The Nationals (13-36) would likely settle for .500 baseball after dropping six straight and 18 of 21.
“We’re not a bad team, although our record obviously says that,” third baseman Ryan Zimmerman(notes) said after Sunday’s 4-2 loss to Philadelphia. “Some people need to look at themselves in the mirror. I think it’s an individual thing now, more than a team thing. Everyone worries about the team—but if everyone does what he’s supposed to do, that’s when we’ll take off.”
After batting .143 with one home run in April, Nationals left fielder Josh Willingham(notes) hit .303 in May with eight homers, including two in Sunday’s loss. He has just 12 RBIs this season, as all his home runs have come with the bases empty.
“I’m proud of the fact that I have nine home runs, but I sure wish some of them were two-run or three-run homers,” Willingham said.

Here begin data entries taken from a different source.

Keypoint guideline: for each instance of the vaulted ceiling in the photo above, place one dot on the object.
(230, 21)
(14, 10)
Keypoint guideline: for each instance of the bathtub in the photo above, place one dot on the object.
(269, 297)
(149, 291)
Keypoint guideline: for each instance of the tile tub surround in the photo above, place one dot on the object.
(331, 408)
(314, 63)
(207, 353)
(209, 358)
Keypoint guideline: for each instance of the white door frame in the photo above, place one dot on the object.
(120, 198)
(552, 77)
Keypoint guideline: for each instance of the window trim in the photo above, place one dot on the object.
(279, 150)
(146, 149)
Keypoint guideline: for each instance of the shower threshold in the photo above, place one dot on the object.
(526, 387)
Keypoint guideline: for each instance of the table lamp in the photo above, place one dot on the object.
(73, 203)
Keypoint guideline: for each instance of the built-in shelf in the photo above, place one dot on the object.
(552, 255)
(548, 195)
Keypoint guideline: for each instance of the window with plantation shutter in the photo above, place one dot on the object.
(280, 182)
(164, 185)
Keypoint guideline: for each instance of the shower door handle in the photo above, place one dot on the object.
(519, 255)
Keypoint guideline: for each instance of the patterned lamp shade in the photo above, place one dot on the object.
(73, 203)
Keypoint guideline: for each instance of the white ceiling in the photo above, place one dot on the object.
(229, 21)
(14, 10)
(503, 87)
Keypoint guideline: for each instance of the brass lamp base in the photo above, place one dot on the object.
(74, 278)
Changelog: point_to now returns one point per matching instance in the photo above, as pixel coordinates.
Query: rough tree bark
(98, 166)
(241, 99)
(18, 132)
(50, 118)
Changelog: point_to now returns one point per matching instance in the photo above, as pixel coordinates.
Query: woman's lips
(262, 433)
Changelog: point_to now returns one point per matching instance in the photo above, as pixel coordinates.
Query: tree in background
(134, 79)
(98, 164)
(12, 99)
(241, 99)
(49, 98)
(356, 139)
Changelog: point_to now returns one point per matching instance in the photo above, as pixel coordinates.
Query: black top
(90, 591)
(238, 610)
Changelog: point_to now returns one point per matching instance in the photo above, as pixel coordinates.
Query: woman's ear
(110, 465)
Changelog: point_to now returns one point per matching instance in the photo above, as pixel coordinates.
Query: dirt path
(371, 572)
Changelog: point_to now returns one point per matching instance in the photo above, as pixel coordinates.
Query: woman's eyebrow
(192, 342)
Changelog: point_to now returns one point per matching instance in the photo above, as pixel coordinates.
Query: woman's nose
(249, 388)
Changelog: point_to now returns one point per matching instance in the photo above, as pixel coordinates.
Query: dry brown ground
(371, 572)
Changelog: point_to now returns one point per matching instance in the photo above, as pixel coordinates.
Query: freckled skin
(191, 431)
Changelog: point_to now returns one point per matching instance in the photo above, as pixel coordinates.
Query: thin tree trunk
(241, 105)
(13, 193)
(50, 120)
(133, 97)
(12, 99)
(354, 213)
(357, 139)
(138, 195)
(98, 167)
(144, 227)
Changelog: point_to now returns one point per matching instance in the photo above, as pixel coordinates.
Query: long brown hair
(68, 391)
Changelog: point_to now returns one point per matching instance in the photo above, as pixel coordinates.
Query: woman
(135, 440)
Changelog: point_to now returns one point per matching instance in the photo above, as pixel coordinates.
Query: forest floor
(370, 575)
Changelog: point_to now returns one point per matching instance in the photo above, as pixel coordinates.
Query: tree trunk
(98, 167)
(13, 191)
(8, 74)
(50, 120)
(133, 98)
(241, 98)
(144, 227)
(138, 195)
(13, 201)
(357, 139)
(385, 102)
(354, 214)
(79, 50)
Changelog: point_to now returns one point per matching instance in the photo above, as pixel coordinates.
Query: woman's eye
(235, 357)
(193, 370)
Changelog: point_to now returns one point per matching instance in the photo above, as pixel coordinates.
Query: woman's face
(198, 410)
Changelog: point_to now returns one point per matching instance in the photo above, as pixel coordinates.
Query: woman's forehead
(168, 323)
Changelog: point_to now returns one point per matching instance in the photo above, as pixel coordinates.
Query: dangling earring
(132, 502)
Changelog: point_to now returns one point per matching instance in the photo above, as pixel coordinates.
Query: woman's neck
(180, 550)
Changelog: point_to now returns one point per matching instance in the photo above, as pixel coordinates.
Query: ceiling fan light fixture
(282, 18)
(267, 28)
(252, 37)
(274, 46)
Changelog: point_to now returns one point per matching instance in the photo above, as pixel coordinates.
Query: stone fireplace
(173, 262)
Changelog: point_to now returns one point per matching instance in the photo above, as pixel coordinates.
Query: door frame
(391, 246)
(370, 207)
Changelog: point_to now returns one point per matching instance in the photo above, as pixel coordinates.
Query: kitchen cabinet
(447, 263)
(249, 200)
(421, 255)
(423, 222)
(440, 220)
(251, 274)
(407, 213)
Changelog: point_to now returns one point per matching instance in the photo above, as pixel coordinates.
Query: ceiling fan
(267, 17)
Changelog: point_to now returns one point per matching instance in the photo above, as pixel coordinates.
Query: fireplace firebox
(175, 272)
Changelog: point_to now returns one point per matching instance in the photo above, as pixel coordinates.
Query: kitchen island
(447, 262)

This will be his first look at San Francisco right-hander Tim Lincecum(notes) (4-1, 3.03 ERA). The reigning National League Cy Young Award winner struck out eight over eight innings in Tuesday’s 4-0 win over Atlanta. The Giants had lost Lincecum’s previous two starts.
“It takes some people longer to get ready for a season,” he said. “I feel like I’m kind of getting into that zone right now.”
Lincecum, 1-0 with a 1.29 ERA in two career starts against the Nationals, has struck out eight or more in seven of his last eight outings. He needs one strikeout to reach 500 for his career.
Rowand rolled his right ankle in Sunday’s win, but is expected to play Tuesday for the Giants. He is batting .375 (18 for 48) with two home runs and seven doubles during an 11-game hitting streak.
San Francisco won all four meetings at Nationals Park last season, and took two of three at home from Washington when these teams met May 11-13.